In deze zaak, die voor de Rechtbank Rotterdam is behandeld, gaat het om een conflict tussen ex-aandeelhouders van een besloten vennootschap. De eisers, een groep van acht besloten vennootschappen en twee broers, vorderen dat de gedaagden, waaronder een voormalige aandeelhouder, zich houden aan een geheimhoudingsbeding en bedrijfseigendommen teruggeven. De aanleiding voor het geschil is een vaststellingsovereenkomst (vso) die is gesloten na een conflict tussen de aandeelhouders.
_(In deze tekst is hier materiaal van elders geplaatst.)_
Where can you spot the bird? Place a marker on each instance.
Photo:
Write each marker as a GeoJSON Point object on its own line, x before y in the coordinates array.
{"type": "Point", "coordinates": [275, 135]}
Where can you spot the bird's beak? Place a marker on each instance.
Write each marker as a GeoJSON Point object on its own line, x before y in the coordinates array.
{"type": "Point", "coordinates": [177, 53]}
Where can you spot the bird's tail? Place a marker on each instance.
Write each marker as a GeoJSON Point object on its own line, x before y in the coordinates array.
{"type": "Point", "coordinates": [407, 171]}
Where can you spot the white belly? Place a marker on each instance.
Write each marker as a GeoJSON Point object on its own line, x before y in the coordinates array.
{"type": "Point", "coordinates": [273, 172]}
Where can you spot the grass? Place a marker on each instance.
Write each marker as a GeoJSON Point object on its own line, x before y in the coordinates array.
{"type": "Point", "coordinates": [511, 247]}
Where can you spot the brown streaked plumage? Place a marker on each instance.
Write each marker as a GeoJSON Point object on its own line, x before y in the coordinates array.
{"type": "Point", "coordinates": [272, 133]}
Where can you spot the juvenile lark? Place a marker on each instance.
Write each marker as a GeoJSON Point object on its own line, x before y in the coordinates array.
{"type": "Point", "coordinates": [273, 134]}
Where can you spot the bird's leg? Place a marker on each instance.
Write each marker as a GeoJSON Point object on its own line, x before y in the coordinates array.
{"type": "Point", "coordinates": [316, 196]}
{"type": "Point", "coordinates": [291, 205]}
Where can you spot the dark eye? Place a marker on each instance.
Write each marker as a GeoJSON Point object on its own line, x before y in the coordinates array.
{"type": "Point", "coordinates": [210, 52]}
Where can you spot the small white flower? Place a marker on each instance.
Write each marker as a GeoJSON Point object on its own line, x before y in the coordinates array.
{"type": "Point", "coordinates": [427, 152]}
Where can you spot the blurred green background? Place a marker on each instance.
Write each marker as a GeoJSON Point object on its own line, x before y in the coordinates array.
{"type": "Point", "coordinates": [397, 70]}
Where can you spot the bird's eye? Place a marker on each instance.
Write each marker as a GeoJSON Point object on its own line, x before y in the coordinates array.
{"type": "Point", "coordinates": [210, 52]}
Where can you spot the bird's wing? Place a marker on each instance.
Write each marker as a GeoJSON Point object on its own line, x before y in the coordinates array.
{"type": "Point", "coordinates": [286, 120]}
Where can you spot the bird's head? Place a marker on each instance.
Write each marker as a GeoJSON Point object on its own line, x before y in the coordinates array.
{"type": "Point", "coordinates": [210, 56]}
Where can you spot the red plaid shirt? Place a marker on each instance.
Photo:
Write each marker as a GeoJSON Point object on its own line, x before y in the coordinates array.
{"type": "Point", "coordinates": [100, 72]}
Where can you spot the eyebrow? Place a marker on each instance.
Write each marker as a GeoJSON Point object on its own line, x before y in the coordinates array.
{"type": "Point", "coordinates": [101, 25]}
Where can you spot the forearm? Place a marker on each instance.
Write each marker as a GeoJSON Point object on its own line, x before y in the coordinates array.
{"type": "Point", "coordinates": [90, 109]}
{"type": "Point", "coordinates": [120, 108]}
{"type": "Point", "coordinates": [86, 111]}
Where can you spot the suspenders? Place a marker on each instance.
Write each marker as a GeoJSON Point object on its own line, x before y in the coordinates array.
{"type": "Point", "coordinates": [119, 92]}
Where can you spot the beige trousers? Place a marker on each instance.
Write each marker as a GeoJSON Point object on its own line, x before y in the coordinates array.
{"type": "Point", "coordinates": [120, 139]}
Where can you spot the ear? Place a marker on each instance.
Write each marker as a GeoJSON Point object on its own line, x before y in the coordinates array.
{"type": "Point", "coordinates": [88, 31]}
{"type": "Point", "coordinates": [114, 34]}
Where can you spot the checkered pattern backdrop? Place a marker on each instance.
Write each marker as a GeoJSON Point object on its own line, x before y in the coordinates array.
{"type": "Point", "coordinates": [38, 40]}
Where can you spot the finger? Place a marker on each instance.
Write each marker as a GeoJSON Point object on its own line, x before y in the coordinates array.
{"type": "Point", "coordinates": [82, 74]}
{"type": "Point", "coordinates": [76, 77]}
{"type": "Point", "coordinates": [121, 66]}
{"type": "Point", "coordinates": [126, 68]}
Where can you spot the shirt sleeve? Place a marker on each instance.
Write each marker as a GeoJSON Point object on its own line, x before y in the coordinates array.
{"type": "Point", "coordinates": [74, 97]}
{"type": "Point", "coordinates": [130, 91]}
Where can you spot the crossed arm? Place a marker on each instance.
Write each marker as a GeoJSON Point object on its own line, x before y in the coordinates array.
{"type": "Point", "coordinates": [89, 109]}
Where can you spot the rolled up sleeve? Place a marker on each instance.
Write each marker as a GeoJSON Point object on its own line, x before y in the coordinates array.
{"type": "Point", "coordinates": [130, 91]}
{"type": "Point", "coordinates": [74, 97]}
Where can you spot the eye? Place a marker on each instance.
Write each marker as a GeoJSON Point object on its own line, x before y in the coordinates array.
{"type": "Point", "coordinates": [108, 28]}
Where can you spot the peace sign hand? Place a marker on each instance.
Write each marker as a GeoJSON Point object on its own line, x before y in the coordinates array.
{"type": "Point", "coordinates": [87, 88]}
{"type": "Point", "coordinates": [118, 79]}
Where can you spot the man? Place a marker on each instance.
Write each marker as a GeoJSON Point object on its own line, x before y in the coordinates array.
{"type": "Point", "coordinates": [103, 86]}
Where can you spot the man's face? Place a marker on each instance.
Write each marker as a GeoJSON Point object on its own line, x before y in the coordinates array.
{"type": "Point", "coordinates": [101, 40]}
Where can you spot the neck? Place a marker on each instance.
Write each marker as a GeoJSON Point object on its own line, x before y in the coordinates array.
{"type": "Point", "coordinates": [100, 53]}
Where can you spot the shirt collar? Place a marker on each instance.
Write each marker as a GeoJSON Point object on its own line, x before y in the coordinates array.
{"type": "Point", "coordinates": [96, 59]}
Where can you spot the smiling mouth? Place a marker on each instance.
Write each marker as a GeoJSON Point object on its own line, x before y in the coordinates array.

De eisers stellen dat de gedaagden zich niet aan de afspraken uit de vso hebben gehouden, met name door een geluidsopname van een gesprek niet te overhandigen en het geheimhoudingsbeding te schenden.
De rechtbank heeft de vorderingen van de eisers afgewezen. De rechtbank oordeelt dat niet is aangetoond dat de gedaagden bedrijfseigendommen hebben achtergehouden, aangezien de geluidsopname niet kan worden aangemerkt als bedrijfseigendom. De rechtbank stelt vast dat de opname is gemaakt door een aandeelhouder en niet door een werknemer, waardoor de eisers niet kunnen claimen dat de opname eigendom van de vennootschap is. Daarnaast is er onvoldoende bewijs dat de gedaagden zich negatief over de eisers hebben uitgelaten of informatie openbaar hebben gemaakt, wat een schending van het geheimhoudingsbeding zou impliceren.
De rechtbank veroordeelt de eisers in de proceskosten, aangezien zij in het ongelijk zijn gesteld. De kosten worden begroot op € 1.715,00, inclusief griffierecht en salaris advocaat. De beslissing is openbaar uitgesproken op 13 maart 2024.